A級戦犯とは国にあって戦争を最高位から指導したもので、殉難者と認定する意味の全く存在しない犯罪者なのだ。彼等は軍人であれ、政治家であれ、戦争を賛美し、日本を神国と云い、赤子(せきし)として『天皇は当時現人神(あらひとがみ)と呼ばれ、国民はその赤子と呼ばれ、絶対服従すべき神であった』死ぬことを強要し、その生命、財産を奪ったものたちなのだ。天皇は犯すべからざる存在であった。上官の命令は天皇の命令であった。背くものは死で購われた。戦犯たちの拠りどころとなっていた天皇は、東京国際軍事裁判で裁かれることがなかった。敗戦を見越した政府、役人たちは国体護持に走った。彼等の国体護持は天皇制の護持であって、国民を救うためではなかった。焼野原に放り出された多くの国民は日本は守るに値する国とは思わず、権勢を恣(ほしいまま)にした指導者を恨み、死んで行った兵隊たちは犬死であったのか、と感じていた。

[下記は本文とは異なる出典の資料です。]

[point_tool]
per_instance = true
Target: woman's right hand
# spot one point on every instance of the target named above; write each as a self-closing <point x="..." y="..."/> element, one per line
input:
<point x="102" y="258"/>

現在東京裁判を勝者の敗者に対する断罪という説が圧倒的だが、もともと戦争に正義などというものは存在しない。古来戦争に負けた国が勝者によって裁かれるのは当然のことで、奴隷化され、属国となることも珍しくはない。日本の敗戦は連合国に対する無条件の降伏なのだ。そこにどのような不合理が存在しようと、不正義が存在しようと無条件降伏の結果であって物言う権利は何一つなかった。インドの少数意見の“最高の戦争責任者である「天皇が裁けないのなら」誰も戦争責任者はいない”と云った括弧つきの言葉の都合のいい転用なのだ。日本の独立が認められたのは1948年12月23日A級戦犯の絞首刑執行から4年後のサンフランシスコ平和条約が批准されたときである。多くの日本国民は彼等が絞首刑に処せられたことを無法とも違憲とも感じなかったし、罰させられるものが罰せられて当然としか思わなかった。まして東條のピストル自殺のまやかしは、死を覚悟していれば死に損なうことなどあり得ない銃器での自殺失敗は、狂言芝居としか解釈出来ず、自ら部下に要求した“生きて虜囚の辱めを受けず”も実行できなかった見下げ果てた奴と世間に写ったものだった。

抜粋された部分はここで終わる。